Picking up on this year’s conference theme of “staging”:  Where are you seeing exciting new trends and directions in (inter)modernist performance studies?  (And Is the “weak” in the title of your plenary generated in conversation with the recent special issue of Modernism/modernity on “weak theory”?)  

CW: I really find modernism such an exciting area to work in, particularly at the moment when our expanding discipline seems to be attracting so many new voices and ideas. Paul Saint-Amour’s idea of weakness is, I think, a useful direction, and, as I’ll go on to explain in my keynote, I really think that the incorporation of performance studies as part of this framework would bring a new dimension. I love the way that scholars are looking past the typical boundaries of modernism in new ways: Faye Hammill’s work on the middlebrow, for instance, is a case in point. I am also excited by a range of new modernist work. I love Carrie Preston’s more embodied approach to modernist performance, particularly in her Learning to Kneel: Noh, Modernism and Journeys in Teaching (Columbia UP, 2016). I have recently been excited by Kevin Riordan’s 2018 article "Jean Cocteau’s Around-the-World Performance" in Modernism/modernity. And I can’t wait to read forthcoming scholarship from Rebecca Kastleman on Gertrude Stein, Hannah Simpson on Beckett and the body, Sunny Stalter-Pace on Gertrude Hoffman, and Ramsay Burt and Mike Huxley on modernist dance. I am energised by reading work from different disciplines that, yet, addresses modernist concerns: most recently I’ve particularly enjoyed Bernard Vere’s new book on sport and Natasha Periyan’s work on education.
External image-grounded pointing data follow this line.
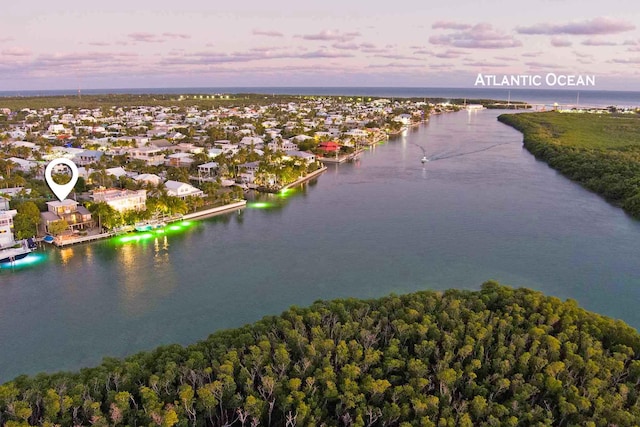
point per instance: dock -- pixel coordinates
(305, 178)
(218, 210)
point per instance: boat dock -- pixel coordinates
(219, 210)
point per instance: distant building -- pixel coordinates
(88, 157)
(308, 157)
(149, 178)
(151, 156)
(24, 165)
(4, 203)
(122, 200)
(182, 189)
(329, 147)
(6, 227)
(12, 192)
(179, 160)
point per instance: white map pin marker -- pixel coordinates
(61, 190)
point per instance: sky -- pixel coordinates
(70, 44)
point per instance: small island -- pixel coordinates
(498, 356)
(599, 149)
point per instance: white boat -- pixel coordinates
(10, 250)
(149, 225)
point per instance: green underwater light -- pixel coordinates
(155, 233)
(32, 259)
(260, 205)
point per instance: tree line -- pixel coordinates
(604, 167)
(498, 356)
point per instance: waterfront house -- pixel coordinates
(207, 171)
(284, 145)
(4, 203)
(122, 200)
(329, 146)
(303, 155)
(78, 217)
(149, 178)
(116, 172)
(182, 189)
(23, 165)
(214, 152)
(12, 192)
(88, 157)
(179, 160)
(6, 227)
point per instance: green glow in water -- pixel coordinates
(31, 259)
(260, 205)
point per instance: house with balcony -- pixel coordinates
(87, 157)
(78, 217)
(182, 189)
(6, 227)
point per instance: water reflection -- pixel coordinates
(65, 255)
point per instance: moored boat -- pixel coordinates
(20, 251)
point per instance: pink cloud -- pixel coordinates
(267, 33)
(144, 38)
(596, 42)
(176, 36)
(16, 52)
(596, 26)
(560, 42)
(449, 25)
(635, 60)
(397, 57)
(327, 35)
(545, 65)
(450, 54)
(346, 46)
(485, 64)
(480, 36)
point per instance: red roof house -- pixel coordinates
(329, 146)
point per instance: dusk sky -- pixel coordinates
(138, 43)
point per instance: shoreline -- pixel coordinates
(206, 213)
(305, 178)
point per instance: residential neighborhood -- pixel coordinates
(141, 163)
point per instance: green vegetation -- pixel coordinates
(601, 152)
(26, 222)
(498, 356)
(203, 100)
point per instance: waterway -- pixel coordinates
(383, 224)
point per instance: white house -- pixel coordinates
(4, 203)
(182, 189)
(6, 227)
(179, 160)
(116, 172)
(284, 145)
(151, 156)
(122, 200)
(149, 178)
(24, 165)
(308, 157)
As the current Secretary of the British Association for Modernist Studies, I am also thrilled to see the way modernist organisations across the world are reaching out to each other: I am particularly eager to see how MSiA will develop over the next few years. These represent some of the directions I am most excited about at the moment. 

 

What are you working on now?

CW: I am continuing my revision of British modernist theatre historiography with a new project about the influence of German playwright Ernst Toller. I recently spent time in his archive at Yale and learnt a good deal about Toller’s political aesthetics, particularly about his influence over Anglo-American responses to the Spanish Civil War. I am also working on a new book proposal on modernism and muscularity. To me it feels as if the muscular is a defining concept in modernism, despite the way it initially appears to contradict the notion of weakness I have mentioned above; this means I am currently reading a lot of novels, learning more about penmanship, and uncovering the history of female bodybuilding. I love projects that allow me to be curious about new ideas, figures and disciplines. On top of this, I continue to enjoy working as part of our Arts Council-funded art-wrestling company Wrestling Resurgence, which is really making waves on the British wrestling scene. It allows me to put my research into action and share my work with the general public. A lot of my current grant applications focus on bringing together a range of scholars, practitioners and curators to understand wrestling in productive and innovative ways.